It’s easy to dismiss West Texas as just a vast, barren wasteland void of nuance or life. Those West Texans born and bred, they often daydream of escaping the endless miles of mesquite bush pastures, cotton field patches, and iron orchard oil wells. Still, something draws them back time and again. For millennia, its inhabitants have etched out corners and dugouts to break from the wind and fight off the sun. And through it all, they attempt to capture the brazen beauty of the land and the spirit of its people in song and story. It ain’t for the faint of heart. It’s a tough, bold country.

The Panhandlers are four native sons from the outskirts of Texas society, having spent much of their lives in the high desert and southern prairie. Individually, Josh Abbott, John Baumann, William Clark Green, and Flatland Cavalry’s Cleto Cordero have long pursued that Far West Texas mythos and Panhandle lore. Scattered throughout their solo catalogs, the four frontmen have delivered earnest anthems and endearing balladry that embodies a Flatland life and South Plains dreams.

Still, that hasn’t ever been quite enough for Abbott, Baumann, Cordero, and Green, who in early 2020 released The Panhandlers. Built around a collection of organic and visceral rural reflections, hardscrabbled character sketches, and a wide open spaces state of mind, The Panhandlers thrived under the guidance of songwriting scholar and album producer Bruce Robison.
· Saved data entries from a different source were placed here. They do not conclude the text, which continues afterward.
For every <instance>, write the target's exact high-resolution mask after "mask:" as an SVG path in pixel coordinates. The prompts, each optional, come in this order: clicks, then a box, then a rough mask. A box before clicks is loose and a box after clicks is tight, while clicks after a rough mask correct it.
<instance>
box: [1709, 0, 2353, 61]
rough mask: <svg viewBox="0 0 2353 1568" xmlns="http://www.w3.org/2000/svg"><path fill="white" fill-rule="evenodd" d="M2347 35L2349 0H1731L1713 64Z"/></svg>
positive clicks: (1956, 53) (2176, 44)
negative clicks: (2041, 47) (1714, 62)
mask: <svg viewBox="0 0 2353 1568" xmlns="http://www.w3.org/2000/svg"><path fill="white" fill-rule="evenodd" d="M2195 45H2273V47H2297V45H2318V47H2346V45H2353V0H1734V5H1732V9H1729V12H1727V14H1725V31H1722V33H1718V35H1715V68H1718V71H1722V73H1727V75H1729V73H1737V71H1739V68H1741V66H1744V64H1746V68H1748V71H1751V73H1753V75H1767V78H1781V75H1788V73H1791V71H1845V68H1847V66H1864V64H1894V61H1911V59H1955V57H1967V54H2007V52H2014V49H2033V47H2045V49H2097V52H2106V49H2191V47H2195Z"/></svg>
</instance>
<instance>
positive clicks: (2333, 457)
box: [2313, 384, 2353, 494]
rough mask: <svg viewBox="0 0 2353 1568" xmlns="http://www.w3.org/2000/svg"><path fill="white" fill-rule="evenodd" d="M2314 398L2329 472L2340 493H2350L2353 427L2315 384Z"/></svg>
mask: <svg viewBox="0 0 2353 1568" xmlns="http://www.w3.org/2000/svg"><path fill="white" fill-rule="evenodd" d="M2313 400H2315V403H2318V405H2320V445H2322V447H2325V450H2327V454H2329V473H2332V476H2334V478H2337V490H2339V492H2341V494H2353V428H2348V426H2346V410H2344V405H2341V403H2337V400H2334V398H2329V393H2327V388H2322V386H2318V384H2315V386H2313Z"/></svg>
With a Who’s Who of musicians in tow and recorded on analog two-inch tape at Robison’s The Bunker Studio, the pairings fit hand-in-glove for the set of windswept vignettes and honky-tonk mosaics.

Now, some three years later, they pick right up where The Panhandlers left off. Tough Country finds the four songwriters diving further into rough West Texas caliche and rich Panhandle soil, unearthing campfire compositions, forlorn ballads, romantic rendezvous, and charming singalongs. Like their previous efforts, Tough Country finds the four working with Robison together once again at The Bunker for a desert-swept sonic punch that offers hints of Western Swing, Flatland folk, and rollicking country ambiance.

Much like the plainspoken poets, dancehall desperados, iconoclast artists, and the cowboy wordsmiths they call heroes, The Panhandlers walk the fine line between romanticizing the rugged land and its hearty inhabitants with gentle acknowledgments and sincere homages, all the while blazing their own trails and reveling in the satisfaction of unveiling their own fresh spin on old traditions.